Love tHy Neighbour: Remeasuring Local Structural Node Similarity in Hypergraph-Derived Networks
Govind Sharma, Paarth Gupta, and M. Narasihma Murty

TL;DR
This paper introduces novel hypergraph-based similarity measures for nodes, improving link prediction by capturing higher-order relations that traditional graph measures miss, and demonstrates their effectiveness on real-world datasets.
Contribution
The work proposes new hypergraph-oriented similarity scores and extends existing graph-based scores to hypergraphs, enhancing node similarity measurement in hypergraph-structured networks.
Findings
Hypergraph-based scores outperform graph-based scores in link prediction.
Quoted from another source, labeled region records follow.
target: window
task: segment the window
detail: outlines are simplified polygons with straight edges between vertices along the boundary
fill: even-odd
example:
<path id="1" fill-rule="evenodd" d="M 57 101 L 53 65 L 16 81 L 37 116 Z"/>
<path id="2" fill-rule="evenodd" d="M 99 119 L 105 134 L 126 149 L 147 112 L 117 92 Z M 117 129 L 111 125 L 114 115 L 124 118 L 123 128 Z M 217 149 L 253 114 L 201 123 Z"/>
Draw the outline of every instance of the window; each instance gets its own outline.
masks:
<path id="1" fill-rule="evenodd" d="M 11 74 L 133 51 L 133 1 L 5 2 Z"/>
Combining hypergraph and graph scores improves prediction accuracy.
Proposed measures are validated on multiple real-world datasets.
Abstract
The problem of node-similarity in networks has motivated a plethora of such measures between node-pairs, which make use of the underlying graph structure. However, higher-order relations cannot be losslessly captured by mere graphs and hence, extensions thereof viz. hypergraphs are used instead. Measuring proximity between node pairs in such a setting calls for a revision in the topological measures of similarity, lest the hypergraph structure remains under-exploited. We, in this work, propose a multitude of hypergraph-oriented similarity scores between node-pairs, thereby providing novel solutions to the link prediction problem. As a part of our proposition, we provide theoretical formulations to extend graph-topology based scores to hypergraphs. We compare our scores with graph-based scores (over clique-expansions of hypergraphs into graphs) from the state-of-the-art. Using a…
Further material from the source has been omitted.